Advanced Kappa Statistic Calculator

Kappa statistic input form

Enter labels and counts for a square agreement table. Rows represent Rater A. Columns represent Rater B.

Number of categories

Weighting method

Category label 1

Category label 2

Category label 3

Rater A \ Rater B	Category 1	Category 2	Category 3
Category 1
Category 2
Category 3

Example data table

This sample shows three response categories from two raters evaluating the same 100 items.

Rater A \ Rater B	Negative	Neutral	Positive	Row total
Negative	35	3	2	40
Neutral	4	28	3	35
Positive	1	5	19	25
Column total	40	36	24	100

For this example, exact agreement is 82%, expected agreement is 34.6%, and unweighted kappa is approximately 0.7248, indicating substantial agreement.

Formula used

Kappa compares observed agreement with the agreement expected by chance from the marginal totals.

Observed agreement: P_o = (sum of diagonal counts) / N Expected agreement: P_e = sum[(row total_i / N) × (column total_i / N)] Cohen's kappa: κ = (P_o - P_e) / (1 - P_e) Approximate standard error: SE ≈ sqrt( P_o(1-P_o) / [N(1-P_e)^2] ) 95% confidence interval: κ ± 1.96 × SE

For weighted kappa, the calculator replaces exact agreement with a weighted agreement score:

Weighted observed agreement: P_o(w) = sum[w_ij × p_ij] Weighted expected agreement: P_e(w) = sum[w_ij × p_i+ × p_+j] Weighted kappa: κ_w = (P_o(w) - P_e(w)) / (1 - P_e(w))

Linear and quadratic weights give partial credit to near agreements.
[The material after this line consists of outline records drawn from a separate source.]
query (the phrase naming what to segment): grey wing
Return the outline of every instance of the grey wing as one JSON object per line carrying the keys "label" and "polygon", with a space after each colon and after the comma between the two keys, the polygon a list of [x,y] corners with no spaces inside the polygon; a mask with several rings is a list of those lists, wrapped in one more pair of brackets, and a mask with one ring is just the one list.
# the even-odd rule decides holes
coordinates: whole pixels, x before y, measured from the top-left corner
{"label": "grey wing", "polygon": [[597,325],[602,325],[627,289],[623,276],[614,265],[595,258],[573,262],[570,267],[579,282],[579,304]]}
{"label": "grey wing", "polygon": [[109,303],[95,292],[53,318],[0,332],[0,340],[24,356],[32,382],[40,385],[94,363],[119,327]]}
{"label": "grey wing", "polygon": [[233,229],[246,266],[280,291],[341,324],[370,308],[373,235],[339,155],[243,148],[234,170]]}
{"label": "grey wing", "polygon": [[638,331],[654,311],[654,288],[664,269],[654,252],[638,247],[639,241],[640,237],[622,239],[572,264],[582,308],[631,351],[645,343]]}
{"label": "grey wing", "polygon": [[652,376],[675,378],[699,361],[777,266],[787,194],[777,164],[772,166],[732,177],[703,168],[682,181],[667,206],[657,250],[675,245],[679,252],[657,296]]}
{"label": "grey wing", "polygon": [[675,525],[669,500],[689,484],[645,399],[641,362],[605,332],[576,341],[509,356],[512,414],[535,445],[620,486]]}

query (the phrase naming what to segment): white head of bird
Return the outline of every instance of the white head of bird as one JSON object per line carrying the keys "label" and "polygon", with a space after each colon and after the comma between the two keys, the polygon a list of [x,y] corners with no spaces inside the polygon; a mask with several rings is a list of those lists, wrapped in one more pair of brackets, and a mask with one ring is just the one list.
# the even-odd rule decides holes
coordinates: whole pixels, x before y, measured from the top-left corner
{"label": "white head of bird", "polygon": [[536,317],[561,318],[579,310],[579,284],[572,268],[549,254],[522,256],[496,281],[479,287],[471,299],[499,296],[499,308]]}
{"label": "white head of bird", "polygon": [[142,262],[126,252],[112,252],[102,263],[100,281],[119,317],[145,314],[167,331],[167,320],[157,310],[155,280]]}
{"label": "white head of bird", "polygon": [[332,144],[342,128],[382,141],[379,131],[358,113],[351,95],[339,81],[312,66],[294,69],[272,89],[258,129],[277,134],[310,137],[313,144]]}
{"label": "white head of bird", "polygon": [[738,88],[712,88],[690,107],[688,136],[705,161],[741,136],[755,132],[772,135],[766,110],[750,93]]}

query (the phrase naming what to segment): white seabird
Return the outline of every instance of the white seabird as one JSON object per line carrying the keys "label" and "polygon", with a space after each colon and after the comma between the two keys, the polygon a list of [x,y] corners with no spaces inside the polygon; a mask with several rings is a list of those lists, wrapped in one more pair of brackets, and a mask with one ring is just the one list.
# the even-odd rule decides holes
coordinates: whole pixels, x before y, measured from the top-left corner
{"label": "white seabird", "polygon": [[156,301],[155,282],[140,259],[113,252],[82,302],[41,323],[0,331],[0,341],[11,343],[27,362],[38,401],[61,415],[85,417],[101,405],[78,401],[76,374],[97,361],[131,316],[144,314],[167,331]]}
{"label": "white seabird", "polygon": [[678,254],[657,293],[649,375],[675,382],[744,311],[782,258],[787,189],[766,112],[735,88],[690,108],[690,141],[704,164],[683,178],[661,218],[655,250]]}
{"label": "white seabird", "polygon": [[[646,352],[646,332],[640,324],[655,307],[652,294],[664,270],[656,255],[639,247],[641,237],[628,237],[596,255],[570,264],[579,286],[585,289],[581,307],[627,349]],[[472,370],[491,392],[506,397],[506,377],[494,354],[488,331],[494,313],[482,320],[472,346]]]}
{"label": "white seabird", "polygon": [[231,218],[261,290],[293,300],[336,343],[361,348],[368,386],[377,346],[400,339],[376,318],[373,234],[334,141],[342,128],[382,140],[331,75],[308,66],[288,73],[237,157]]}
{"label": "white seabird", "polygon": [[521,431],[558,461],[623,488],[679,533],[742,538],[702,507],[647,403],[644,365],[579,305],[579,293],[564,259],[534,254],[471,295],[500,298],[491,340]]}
Use weighted methods when categories follow a logical order.

How to use this calculator

Select the number of categories in your rating system.
Enter a label for each category.
Fill the square table with counts from the two raters.
Choose unweighted, linear weighted, or quadratic weighted kappa.
Click Calculate Kappa to view agreement metrics and graphs.
Review the interpretation, confidence interval, and matrix totals.
Use CSV or PDF export to save the analysis.

Frequently asked questions

1. What does the kappa statistic measure?

Kappa measures how much two raters agree after removing the agreement expected by chance. It works best for categorical ratings and helps assess reliability beyond simple percent agreement.

2. When should I use weighted kappa?

Use weighted kappa when categories are ordered, such as severity levels or satisfaction scores. It gives partial credit when raters are close but not identical, making it more informative than unweighted kappa for ordinal data.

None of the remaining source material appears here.